Red Hat Summit: "The Desktop Paradigm is Dead"
You have to wonder what the heck Red Hat is thinking when CTO and VP of Engineering Brian Stevens says to the keynote attendees "we believe the desktop paradigm is dead."
Stevens made that public statement in response to a question from eWeek's Peter Galli, who must have tracked Stevens down as the reception last night after I ran into Galli as I was leaving the reception. Peter's a good journalist, and asked a good question: "when is Red Hat going to move to the desktop?"
Stevens' strong reply in this morning's keynote illustrates a larger point. While we now have to sort through all of the corporate-speak and find out what Stevens meant by they're going to move to a more collaborative and cooperative environment and harness online services to build a "online desktop," his statement is indicative of something that we are going to see a lot of from Red Hat in the near term.
If you ask when Red Hat is going to play in a particular sandbox, the answer you are likely going to get is: they will be building their own sandbox instead.
Red Hat is not going to try to go head-to-head with individual companies and technologies on their competitors' terms. Instead, this looks to be a company that wants to define the rules of its own game.
Red Hat doesn't want to follow the crowd on the desktop. They want to start using the application services model they picked up from their JBoss acquisition and shift that from the middleware space over to the client space.
They're being kind of cagey about it, with no real timelines or roadmaps yet. The only thing I heard during the keynote was from Brian Stevens who said that these online services would start showing up around Fedora 8.
There's going to be an press conference again at noon where I think they're going to specify some of these client issues, and talk more about their whole services oriented application model. More later.



I suggest that you not give much credence to vendors discussing non-existent products. The key to these types of announcements is to figure out who the audience is. In this case, it is not customers, because the customers have already told RedHat what they want, and it isn't RedHat desktop.
So they are really talking to competitors, and that would be primarily Novell and Canonical. Now, those 2 have to consider what their response will be. Maybe RedHat is just planning to supply Point of Service and/or kiosk terminals and slapping a fancy brand name on them. Or maybe they are looking to build on their JBoss investment by supplying low end workstations that are custom designed to interface with AJAX web apps. Or maybe they are just going to rename RedHat desktop, stuff it in a bottle, and throw it in the ocean.

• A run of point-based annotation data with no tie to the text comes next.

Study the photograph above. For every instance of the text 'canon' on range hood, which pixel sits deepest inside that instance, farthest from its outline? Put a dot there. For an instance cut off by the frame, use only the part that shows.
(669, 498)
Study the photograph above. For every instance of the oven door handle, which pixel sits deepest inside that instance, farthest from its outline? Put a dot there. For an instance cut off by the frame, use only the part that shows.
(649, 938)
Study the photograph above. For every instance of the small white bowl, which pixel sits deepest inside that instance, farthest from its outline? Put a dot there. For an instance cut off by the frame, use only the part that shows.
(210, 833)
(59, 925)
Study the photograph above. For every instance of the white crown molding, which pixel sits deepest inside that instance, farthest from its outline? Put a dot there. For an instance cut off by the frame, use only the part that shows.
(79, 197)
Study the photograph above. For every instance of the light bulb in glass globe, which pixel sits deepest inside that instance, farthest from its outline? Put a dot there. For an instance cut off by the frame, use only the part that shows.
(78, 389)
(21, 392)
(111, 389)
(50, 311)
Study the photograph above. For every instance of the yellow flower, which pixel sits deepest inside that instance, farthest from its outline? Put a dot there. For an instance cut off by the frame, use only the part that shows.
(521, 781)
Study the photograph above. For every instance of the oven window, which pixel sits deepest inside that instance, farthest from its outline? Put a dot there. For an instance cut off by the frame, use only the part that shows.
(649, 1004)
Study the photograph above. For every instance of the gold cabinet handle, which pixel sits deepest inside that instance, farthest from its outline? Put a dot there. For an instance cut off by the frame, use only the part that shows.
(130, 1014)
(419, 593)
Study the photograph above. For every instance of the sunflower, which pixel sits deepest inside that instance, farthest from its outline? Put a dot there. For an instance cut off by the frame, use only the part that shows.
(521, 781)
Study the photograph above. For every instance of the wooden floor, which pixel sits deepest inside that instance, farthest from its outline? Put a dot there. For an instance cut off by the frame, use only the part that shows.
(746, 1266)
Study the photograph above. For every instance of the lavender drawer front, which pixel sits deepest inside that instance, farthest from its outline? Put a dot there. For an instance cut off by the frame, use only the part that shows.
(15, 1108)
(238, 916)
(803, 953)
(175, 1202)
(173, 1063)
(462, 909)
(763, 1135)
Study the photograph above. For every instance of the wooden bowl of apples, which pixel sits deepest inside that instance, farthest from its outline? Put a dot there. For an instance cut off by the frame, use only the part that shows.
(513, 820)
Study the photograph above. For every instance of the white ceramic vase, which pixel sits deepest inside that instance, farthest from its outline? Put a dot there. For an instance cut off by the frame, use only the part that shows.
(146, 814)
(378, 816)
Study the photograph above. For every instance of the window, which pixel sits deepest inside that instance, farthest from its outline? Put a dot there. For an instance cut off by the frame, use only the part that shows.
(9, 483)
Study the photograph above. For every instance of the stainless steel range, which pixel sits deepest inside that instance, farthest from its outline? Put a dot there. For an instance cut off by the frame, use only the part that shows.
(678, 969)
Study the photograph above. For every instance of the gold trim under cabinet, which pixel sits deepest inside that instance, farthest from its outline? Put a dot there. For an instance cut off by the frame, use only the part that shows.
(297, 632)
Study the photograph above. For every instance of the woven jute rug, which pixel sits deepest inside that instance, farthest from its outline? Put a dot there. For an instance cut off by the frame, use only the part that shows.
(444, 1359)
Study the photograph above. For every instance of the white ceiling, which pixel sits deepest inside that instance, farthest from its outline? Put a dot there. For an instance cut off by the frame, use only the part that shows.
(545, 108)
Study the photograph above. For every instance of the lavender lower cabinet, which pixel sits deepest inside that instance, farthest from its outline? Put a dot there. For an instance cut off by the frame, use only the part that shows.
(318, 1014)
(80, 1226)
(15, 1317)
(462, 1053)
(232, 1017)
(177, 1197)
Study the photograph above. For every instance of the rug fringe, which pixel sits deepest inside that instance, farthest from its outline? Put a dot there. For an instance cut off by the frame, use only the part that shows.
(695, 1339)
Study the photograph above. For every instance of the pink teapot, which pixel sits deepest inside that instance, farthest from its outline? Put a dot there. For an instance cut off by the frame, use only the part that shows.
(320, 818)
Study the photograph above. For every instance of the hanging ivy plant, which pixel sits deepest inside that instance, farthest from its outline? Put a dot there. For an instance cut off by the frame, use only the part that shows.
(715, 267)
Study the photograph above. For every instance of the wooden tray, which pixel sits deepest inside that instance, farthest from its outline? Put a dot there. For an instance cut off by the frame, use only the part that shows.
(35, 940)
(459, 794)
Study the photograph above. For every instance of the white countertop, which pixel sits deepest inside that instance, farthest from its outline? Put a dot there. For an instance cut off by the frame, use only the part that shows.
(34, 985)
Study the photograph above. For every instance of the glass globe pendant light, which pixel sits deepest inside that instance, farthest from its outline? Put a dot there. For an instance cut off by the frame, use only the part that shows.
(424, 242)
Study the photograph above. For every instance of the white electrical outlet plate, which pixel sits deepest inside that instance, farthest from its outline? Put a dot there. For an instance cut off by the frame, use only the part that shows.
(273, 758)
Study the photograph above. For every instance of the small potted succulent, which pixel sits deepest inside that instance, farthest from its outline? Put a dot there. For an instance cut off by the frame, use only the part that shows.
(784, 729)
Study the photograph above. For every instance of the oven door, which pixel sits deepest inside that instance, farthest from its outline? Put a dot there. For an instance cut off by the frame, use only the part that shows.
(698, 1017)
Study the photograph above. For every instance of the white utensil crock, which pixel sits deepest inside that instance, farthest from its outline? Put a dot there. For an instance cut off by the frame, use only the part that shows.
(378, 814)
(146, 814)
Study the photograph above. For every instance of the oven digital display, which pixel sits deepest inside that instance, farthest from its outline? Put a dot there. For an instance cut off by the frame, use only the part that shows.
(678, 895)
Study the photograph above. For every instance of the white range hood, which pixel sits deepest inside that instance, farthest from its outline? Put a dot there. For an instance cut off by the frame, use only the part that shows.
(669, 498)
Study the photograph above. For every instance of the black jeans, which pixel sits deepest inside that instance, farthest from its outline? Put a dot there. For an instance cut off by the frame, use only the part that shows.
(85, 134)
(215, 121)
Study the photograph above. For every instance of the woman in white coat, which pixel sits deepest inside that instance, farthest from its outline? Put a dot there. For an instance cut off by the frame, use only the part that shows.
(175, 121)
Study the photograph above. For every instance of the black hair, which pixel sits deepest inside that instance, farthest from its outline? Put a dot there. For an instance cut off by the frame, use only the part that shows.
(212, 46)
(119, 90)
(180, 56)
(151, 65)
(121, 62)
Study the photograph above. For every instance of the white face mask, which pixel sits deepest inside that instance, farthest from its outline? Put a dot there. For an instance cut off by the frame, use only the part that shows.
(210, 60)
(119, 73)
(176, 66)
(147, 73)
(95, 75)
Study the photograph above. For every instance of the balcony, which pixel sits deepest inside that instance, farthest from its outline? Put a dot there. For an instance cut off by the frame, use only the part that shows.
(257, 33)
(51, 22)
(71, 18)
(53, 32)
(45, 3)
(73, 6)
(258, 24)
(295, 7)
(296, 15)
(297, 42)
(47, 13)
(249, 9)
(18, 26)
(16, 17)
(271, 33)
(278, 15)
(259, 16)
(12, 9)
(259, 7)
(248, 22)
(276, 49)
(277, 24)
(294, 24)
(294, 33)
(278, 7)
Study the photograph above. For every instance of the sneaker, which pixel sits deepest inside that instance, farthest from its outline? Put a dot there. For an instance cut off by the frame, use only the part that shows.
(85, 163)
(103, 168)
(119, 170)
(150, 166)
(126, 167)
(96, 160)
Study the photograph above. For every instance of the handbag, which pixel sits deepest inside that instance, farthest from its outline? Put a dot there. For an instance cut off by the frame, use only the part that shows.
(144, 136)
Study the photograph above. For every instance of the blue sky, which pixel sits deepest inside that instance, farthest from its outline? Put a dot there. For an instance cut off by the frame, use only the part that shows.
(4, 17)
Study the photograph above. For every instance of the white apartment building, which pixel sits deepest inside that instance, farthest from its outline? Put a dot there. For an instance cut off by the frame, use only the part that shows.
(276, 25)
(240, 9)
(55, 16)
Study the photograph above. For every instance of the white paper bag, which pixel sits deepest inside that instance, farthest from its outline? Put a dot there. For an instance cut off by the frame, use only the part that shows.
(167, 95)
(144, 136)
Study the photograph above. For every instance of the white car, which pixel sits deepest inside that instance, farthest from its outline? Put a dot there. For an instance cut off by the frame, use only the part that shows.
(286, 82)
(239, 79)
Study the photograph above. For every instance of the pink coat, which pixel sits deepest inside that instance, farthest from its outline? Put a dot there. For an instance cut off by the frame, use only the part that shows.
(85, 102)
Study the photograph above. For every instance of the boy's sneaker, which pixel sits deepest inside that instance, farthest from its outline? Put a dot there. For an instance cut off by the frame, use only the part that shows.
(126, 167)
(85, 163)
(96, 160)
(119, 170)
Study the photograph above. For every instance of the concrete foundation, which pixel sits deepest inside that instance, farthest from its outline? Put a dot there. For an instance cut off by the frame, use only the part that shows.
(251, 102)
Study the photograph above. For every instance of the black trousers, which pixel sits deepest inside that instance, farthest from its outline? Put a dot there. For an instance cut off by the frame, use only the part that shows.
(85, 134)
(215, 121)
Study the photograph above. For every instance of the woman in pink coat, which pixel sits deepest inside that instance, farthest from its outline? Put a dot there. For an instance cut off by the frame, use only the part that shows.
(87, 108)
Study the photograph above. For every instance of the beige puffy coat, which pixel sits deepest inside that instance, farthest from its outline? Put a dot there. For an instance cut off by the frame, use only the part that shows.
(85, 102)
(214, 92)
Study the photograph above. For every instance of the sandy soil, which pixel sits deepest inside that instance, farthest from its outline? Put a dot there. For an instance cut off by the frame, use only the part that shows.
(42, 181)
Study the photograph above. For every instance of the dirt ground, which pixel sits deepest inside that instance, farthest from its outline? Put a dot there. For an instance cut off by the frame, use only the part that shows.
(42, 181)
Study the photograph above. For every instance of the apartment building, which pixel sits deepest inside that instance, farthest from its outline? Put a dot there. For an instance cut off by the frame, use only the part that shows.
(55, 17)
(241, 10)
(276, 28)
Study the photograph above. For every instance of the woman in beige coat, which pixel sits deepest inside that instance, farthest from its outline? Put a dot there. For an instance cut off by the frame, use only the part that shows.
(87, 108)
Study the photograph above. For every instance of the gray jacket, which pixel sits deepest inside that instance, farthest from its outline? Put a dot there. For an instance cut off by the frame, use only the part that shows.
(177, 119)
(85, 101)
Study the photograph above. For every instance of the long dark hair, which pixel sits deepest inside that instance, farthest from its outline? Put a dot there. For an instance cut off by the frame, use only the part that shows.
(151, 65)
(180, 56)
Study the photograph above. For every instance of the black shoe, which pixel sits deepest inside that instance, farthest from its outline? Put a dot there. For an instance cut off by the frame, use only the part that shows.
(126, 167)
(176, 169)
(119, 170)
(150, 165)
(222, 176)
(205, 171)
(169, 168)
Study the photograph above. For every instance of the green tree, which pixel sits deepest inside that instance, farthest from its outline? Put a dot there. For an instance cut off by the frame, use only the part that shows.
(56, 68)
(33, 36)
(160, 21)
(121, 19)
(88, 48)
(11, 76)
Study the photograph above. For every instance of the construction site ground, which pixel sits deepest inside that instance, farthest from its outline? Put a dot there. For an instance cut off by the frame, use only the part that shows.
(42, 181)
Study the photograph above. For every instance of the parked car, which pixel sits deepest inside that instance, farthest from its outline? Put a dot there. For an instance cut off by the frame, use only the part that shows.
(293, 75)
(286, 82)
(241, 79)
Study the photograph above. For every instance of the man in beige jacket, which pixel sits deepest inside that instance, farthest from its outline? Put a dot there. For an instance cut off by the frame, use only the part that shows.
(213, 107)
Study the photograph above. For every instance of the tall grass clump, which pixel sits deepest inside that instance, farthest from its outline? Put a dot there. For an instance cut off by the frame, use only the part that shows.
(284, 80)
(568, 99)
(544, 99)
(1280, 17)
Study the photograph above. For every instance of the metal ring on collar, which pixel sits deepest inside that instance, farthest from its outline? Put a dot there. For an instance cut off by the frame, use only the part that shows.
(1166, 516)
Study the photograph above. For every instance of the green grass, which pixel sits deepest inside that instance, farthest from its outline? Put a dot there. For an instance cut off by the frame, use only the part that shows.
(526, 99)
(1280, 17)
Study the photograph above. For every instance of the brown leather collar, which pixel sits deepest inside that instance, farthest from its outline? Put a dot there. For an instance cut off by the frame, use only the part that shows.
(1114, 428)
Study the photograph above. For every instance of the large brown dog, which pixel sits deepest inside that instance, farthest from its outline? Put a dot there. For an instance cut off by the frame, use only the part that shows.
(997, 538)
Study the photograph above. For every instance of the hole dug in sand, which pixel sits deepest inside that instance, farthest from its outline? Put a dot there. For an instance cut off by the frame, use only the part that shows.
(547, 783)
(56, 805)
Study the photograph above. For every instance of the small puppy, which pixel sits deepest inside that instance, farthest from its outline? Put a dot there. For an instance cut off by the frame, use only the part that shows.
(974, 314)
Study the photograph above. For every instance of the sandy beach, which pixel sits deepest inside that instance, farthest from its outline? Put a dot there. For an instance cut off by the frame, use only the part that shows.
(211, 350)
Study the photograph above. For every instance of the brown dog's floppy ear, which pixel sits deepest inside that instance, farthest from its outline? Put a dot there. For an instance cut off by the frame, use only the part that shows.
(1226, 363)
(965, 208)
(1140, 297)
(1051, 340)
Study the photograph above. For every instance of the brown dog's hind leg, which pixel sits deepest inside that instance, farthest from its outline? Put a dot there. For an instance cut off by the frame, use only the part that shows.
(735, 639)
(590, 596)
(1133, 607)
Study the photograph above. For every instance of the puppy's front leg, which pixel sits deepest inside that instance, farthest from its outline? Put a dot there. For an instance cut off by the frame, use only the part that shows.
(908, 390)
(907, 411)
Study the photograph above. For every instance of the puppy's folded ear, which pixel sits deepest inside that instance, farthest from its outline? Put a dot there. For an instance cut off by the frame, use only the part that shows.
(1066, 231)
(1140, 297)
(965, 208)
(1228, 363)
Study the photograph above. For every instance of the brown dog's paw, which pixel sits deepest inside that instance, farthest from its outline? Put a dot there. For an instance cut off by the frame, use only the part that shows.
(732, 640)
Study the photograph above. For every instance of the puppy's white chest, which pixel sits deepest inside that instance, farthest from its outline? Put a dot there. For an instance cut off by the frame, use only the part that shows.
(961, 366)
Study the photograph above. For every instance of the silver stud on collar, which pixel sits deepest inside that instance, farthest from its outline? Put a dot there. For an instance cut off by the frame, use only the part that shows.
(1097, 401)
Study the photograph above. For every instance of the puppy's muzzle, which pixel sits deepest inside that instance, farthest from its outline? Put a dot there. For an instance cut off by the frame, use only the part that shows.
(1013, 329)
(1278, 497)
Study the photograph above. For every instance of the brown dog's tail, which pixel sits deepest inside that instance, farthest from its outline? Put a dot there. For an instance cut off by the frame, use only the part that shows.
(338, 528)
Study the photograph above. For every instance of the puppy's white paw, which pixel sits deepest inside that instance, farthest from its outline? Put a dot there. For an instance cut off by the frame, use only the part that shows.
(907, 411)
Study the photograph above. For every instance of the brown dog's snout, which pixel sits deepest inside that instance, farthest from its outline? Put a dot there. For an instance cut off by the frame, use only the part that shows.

But Novell and Canonical have to spend at least a few cycles preparing for whatever is announced, and that takes away from their efforts in the server market, which is RedHat's bread and butter. So it is really just low grade FUD.
Later . . . Jim
Wow, looks like I should go get that free eval of SUSE Linux Enterprise Desktop I've been procrastinating about, now that RH has declared that all those boxes in my org are now obsoleted...
Sooo, RH is going to be competing with Google now? I'm betting on da 'Goog winning this one.